Thinking historically, this notion of made over is not unique. Indeed, it is singularly unique that we throw out our clothes. My mother, she speaks fondly of her first suit, made in Toronto, by a tailor, of solid wool. A suit that was made just for her. A suit that lasted 15 years, and was changed in that time. A suit that became completely hers.
I am an old suit, made over. Grieving Gabriel has changed me, altered me, tailored me. I have been trimmed and tucked, stretched, given ease and and short-shift, all at the same time. I am old, made new. Changed, transformed.
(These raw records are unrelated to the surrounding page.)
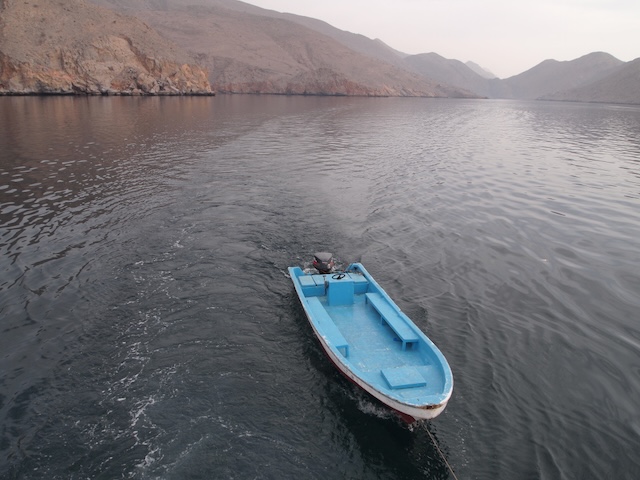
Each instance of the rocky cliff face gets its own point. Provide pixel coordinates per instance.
(75, 47)
(250, 50)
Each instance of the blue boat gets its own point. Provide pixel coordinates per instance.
(372, 342)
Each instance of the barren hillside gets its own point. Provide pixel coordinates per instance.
(77, 47)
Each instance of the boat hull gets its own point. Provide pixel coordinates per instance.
(373, 344)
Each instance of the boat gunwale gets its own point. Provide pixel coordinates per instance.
(423, 410)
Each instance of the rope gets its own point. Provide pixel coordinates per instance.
(435, 444)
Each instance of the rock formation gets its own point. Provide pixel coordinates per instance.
(75, 47)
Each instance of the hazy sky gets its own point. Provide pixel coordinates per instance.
(506, 37)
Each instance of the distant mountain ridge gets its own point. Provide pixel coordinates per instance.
(242, 48)
(251, 50)
(76, 47)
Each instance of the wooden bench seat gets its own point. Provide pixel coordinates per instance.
(327, 327)
(391, 317)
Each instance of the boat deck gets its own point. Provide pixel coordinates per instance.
(378, 353)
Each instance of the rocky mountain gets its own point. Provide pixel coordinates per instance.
(77, 47)
(196, 46)
(251, 50)
(620, 86)
(483, 72)
(453, 72)
(552, 76)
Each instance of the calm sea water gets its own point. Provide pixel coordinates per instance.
(148, 328)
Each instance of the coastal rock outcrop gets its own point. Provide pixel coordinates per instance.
(75, 47)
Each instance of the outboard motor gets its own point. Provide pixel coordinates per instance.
(323, 262)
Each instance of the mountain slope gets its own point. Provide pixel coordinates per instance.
(77, 47)
(247, 51)
(552, 76)
(621, 86)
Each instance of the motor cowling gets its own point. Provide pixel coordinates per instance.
(323, 262)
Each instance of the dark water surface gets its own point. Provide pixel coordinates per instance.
(148, 328)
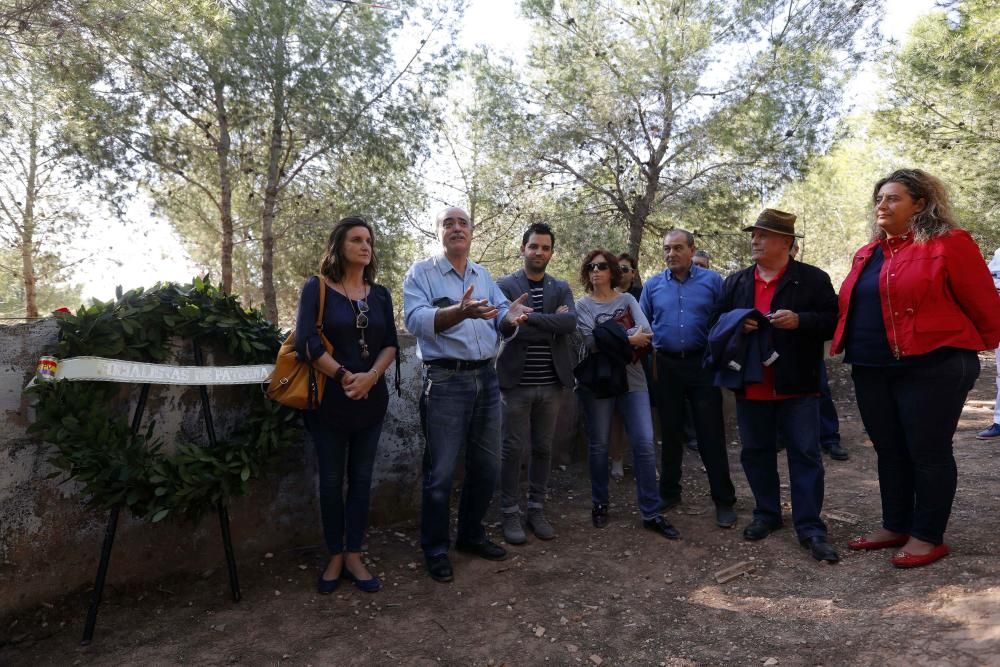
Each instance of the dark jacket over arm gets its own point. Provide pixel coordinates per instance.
(806, 291)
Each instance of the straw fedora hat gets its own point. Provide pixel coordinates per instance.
(775, 221)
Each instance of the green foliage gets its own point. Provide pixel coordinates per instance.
(238, 115)
(641, 113)
(834, 201)
(943, 105)
(93, 444)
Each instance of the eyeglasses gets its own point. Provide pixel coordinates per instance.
(361, 321)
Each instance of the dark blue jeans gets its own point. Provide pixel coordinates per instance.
(458, 408)
(683, 380)
(634, 409)
(529, 423)
(911, 413)
(335, 450)
(829, 421)
(796, 421)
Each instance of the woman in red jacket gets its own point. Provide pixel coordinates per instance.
(915, 308)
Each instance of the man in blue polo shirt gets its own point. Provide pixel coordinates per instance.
(457, 312)
(679, 303)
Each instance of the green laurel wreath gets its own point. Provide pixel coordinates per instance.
(92, 440)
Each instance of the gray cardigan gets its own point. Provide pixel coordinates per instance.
(541, 327)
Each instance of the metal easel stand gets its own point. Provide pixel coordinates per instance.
(112, 527)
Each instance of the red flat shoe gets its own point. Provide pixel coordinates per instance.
(903, 559)
(864, 544)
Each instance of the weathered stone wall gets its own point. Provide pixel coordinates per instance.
(50, 540)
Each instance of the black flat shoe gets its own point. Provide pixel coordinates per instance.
(367, 585)
(758, 530)
(484, 549)
(820, 548)
(599, 515)
(660, 525)
(326, 586)
(439, 567)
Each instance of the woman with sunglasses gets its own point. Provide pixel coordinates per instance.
(598, 315)
(618, 445)
(358, 320)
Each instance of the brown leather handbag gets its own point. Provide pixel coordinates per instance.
(296, 383)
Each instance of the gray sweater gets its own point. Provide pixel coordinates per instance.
(590, 313)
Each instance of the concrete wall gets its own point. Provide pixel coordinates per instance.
(50, 540)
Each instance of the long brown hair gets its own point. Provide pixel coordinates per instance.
(936, 218)
(333, 259)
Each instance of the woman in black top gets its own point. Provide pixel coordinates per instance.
(358, 320)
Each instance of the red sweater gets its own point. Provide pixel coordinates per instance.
(934, 294)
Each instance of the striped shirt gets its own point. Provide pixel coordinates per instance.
(538, 367)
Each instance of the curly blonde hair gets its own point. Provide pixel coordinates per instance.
(935, 219)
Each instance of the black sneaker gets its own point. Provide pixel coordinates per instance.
(484, 549)
(599, 515)
(758, 530)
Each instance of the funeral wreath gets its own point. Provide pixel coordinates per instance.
(87, 423)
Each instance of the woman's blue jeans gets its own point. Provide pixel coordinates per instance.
(336, 450)
(635, 412)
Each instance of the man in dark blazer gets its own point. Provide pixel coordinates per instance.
(799, 301)
(533, 367)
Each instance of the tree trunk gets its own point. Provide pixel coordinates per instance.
(28, 221)
(225, 182)
(273, 169)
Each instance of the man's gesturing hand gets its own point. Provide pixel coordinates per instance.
(518, 312)
(784, 319)
(476, 308)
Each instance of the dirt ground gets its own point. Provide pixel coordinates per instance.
(619, 596)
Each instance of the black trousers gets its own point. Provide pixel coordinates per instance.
(678, 379)
(911, 413)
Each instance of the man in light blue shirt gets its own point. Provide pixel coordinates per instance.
(679, 303)
(457, 314)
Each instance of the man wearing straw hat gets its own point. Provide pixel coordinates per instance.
(800, 308)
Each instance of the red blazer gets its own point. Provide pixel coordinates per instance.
(934, 294)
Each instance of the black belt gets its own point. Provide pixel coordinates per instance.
(696, 353)
(457, 364)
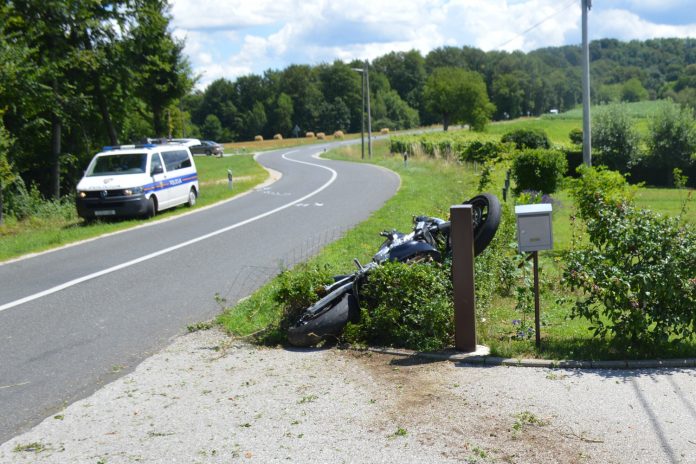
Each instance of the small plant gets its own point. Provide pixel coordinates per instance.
(417, 316)
(576, 136)
(34, 447)
(198, 326)
(526, 418)
(637, 274)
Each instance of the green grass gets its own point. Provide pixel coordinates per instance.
(430, 187)
(42, 233)
(557, 130)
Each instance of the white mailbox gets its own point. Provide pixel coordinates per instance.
(534, 227)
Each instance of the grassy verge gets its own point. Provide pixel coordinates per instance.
(62, 225)
(430, 187)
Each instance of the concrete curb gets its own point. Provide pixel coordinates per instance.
(481, 357)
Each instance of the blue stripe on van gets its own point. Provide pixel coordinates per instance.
(168, 183)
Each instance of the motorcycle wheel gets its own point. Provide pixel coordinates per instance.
(329, 323)
(486, 220)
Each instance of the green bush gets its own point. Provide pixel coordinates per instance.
(638, 272)
(527, 138)
(298, 289)
(406, 305)
(599, 185)
(614, 138)
(539, 170)
(671, 140)
(576, 136)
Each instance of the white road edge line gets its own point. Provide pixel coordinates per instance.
(132, 262)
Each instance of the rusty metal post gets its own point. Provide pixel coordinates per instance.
(537, 324)
(462, 237)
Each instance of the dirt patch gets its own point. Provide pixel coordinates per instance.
(442, 406)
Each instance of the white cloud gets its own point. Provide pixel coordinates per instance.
(229, 38)
(625, 25)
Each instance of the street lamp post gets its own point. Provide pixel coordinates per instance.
(365, 85)
(586, 126)
(369, 114)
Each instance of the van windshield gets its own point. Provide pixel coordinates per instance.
(118, 164)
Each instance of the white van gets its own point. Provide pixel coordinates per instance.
(137, 180)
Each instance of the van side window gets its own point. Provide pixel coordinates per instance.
(156, 164)
(176, 160)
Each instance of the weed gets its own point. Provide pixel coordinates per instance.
(198, 326)
(34, 447)
(308, 399)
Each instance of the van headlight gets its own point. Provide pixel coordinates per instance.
(133, 191)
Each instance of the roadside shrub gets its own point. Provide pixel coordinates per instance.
(298, 289)
(614, 138)
(406, 305)
(527, 138)
(576, 136)
(540, 170)
(638, 275)
(482, 152)
(597, 185)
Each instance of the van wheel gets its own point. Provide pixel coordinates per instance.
(151, 207)
(192, 198)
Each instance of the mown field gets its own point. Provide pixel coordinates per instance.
(430, 186)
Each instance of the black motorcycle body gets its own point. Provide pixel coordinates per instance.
(428, 240)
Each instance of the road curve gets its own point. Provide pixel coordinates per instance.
(78, 317)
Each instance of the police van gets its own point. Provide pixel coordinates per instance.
(137, 180)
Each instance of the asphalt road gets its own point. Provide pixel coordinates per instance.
(74, 319)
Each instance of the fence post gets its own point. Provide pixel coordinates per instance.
(462, 237)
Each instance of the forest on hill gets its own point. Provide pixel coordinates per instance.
(75, 76)
(327, 97)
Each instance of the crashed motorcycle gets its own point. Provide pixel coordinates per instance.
(429, 240)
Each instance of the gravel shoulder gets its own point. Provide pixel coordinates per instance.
(208, 398)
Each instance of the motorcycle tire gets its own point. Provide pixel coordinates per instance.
(486, 220)
(329, 323)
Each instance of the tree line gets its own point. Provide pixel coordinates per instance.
(75, 76)
(405, 88)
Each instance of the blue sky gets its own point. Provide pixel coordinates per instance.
(231, 38)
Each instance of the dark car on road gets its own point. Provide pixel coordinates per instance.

The world does not like made over. We would rather have badly made new from Wal-mart than well constructed old from Value Village. We like the smell and look of shiny-newness. New speaks to us of of comfort, of prosperity, of good times, a bright future. Made-over we instinctively associate made-over with poverty and dour-ness, sadness, the taste of bitter root heavy on our tongues, our worries weighing down our shoulders.
Being a made-over woman has not been comforting. The suit fits me far better than grief and sorrow ever did. I am, in a particular way, a pariah. When I speak of pregnancy, of child birth, and I do, I see looks on other women's faces. I see them and they wish I would be silent. Gabriel's name startles them, they are uncomfortable, and he floats between us, weighing on them, they are uncomfortable with death so close. They wish to continue in new-ness, leaving my made-over self in a silent corner.
Gal wrote on GITW the other day, about being a better person after Tikva's death. And that resonated with me. For all of my isolation, my protestations against new, for all the times that new silences my made-over self, it seems to me, I have some choices in the made over business, my horizons are broader than buying new. New is a fait d'acompli. No, these are not the horizons that I wanted, expected, wished for. But they are the horizons that I am given, and in them, I have choice.